Non c’è scontro generazionale. Non c’è contrapposizione fra vecchi e giovani. Anzi, in questa fase di crisi economica (che ci attanaglia dal 2008) si è toccato con mano la generosità dei “nonni”, dei pensionati, che hanno occupato spazi che lo Stato lasciava liberi. Sono stati il bancomat che lo Stato ha messo di fatto a disposizione dei figli e dei nipoti, Sono stati il Welfare reale che ha fatto da diga contro i licenziamenti, il precariato, soprattutto delle giovani generazioni.

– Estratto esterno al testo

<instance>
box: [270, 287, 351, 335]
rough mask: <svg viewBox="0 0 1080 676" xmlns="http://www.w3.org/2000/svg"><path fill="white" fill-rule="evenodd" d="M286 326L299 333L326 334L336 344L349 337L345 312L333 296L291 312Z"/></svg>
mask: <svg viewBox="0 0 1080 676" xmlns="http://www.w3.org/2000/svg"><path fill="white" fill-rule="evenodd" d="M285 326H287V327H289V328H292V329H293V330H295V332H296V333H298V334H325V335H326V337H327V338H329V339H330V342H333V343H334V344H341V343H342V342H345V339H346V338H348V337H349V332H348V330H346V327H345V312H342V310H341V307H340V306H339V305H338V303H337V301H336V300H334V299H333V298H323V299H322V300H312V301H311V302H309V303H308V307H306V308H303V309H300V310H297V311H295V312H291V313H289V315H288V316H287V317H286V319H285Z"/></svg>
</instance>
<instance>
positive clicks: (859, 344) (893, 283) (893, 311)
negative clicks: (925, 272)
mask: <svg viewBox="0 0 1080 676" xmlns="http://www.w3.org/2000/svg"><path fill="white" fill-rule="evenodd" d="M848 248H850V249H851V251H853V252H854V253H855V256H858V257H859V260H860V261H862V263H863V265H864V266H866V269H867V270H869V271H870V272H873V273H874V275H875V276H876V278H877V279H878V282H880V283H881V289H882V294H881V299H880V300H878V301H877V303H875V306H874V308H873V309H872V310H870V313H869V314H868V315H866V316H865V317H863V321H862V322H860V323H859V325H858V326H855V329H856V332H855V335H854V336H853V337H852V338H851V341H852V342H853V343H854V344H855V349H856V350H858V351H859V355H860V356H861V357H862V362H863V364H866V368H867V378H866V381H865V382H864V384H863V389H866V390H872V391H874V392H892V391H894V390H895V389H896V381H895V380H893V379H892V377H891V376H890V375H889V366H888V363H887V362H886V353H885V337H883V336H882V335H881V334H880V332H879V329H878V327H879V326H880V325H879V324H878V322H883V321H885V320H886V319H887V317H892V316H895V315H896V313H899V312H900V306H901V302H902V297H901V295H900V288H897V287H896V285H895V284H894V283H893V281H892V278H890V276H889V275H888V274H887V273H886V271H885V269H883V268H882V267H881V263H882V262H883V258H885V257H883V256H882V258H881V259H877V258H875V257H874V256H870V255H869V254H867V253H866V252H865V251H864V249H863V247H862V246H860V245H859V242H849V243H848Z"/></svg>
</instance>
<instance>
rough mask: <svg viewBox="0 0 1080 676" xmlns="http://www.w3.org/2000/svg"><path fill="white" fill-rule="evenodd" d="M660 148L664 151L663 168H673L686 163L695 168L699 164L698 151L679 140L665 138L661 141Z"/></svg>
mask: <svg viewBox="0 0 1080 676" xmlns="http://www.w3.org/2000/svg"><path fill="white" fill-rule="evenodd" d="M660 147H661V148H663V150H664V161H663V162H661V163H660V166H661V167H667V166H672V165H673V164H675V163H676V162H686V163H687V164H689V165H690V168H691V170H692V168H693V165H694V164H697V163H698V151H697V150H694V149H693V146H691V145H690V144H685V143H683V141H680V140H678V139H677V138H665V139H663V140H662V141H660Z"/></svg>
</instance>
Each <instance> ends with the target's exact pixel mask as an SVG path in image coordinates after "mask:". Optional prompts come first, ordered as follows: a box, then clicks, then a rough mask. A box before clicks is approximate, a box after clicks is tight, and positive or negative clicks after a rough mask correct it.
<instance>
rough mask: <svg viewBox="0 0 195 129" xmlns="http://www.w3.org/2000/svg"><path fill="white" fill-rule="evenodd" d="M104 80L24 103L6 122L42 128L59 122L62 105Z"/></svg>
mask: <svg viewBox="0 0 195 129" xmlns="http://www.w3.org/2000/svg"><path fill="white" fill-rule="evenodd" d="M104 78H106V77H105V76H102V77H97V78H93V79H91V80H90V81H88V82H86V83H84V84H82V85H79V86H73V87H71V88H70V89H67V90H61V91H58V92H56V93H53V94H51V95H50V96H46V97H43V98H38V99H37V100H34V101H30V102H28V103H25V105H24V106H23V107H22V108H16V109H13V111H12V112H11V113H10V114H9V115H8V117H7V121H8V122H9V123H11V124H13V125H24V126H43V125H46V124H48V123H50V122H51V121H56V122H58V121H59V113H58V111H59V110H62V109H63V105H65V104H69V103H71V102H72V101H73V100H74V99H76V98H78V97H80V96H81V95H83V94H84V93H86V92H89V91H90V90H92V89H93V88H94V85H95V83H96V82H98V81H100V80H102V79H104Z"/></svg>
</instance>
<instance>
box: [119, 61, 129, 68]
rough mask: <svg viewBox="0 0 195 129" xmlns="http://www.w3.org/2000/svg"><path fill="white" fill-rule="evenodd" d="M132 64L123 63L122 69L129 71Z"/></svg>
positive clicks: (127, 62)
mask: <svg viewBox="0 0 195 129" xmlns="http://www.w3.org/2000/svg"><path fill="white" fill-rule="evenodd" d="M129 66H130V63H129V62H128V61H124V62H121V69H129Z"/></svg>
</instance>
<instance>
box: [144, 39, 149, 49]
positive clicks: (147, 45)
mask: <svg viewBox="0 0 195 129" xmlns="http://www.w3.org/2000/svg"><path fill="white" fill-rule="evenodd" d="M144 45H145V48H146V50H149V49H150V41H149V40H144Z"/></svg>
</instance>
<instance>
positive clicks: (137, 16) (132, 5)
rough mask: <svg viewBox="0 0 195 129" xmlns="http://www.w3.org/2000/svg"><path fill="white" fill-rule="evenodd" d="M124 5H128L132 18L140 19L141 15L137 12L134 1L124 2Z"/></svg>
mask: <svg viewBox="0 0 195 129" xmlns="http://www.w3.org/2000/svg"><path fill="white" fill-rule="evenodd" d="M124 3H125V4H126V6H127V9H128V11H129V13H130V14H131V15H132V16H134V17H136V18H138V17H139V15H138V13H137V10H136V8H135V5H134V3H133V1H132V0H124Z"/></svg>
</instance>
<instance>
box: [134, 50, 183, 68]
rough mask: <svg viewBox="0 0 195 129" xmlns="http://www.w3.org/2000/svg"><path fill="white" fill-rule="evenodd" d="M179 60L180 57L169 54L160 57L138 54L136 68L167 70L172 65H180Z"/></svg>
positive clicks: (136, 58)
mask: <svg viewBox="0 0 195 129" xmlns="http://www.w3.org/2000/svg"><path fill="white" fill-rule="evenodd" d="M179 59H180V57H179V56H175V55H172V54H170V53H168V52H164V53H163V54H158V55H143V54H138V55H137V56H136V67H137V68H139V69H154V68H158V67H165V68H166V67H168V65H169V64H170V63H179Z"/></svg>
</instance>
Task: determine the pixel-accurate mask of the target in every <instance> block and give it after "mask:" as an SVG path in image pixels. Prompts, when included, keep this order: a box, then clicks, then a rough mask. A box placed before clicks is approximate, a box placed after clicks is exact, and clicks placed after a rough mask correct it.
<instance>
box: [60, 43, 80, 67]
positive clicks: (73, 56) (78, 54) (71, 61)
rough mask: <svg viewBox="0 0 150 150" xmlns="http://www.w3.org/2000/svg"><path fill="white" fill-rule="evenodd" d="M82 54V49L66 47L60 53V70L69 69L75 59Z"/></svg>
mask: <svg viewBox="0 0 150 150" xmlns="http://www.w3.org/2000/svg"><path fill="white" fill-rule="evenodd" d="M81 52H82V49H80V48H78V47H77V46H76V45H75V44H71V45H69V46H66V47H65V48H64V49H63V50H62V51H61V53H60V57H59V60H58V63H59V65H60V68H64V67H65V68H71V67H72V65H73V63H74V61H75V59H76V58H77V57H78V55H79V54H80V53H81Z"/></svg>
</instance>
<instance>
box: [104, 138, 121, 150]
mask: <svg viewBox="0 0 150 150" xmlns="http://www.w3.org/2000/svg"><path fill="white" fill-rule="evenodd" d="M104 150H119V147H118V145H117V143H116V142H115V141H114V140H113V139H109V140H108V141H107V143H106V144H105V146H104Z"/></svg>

Ecco, non possiamo ricordarci di loro solo quando c’è da battere cassa, quando c’è un’emergenza, un pericolo, quando gli Unni sono alle porte. Bisognerebbe, ora più che mai, modellare, organizzare la nostra società tenendo conto di quel 30% sopra i 65 anni. Lo dico per loro, ma lo dico anche per le giovani generazioni. Se non lo fate per gli attuali, fatelo per voi che prima o poi vi troverete, prima di accorgervene, in quella età. Spero in salute, ma con tutti quei servizi che oggi invece mancano a molti di noi. Infine lo dico a chi ci governa, ad ogni livello, bisogna superare questa fase emergenziale ovviamente, ma dobbiamo superarla costruendo le basi di un nuovo mondo più giusto e solidale dove ogni persona, giovane o anziana, sia vissuta come una ricchezza con gli stessi diritti, tutele e doveri.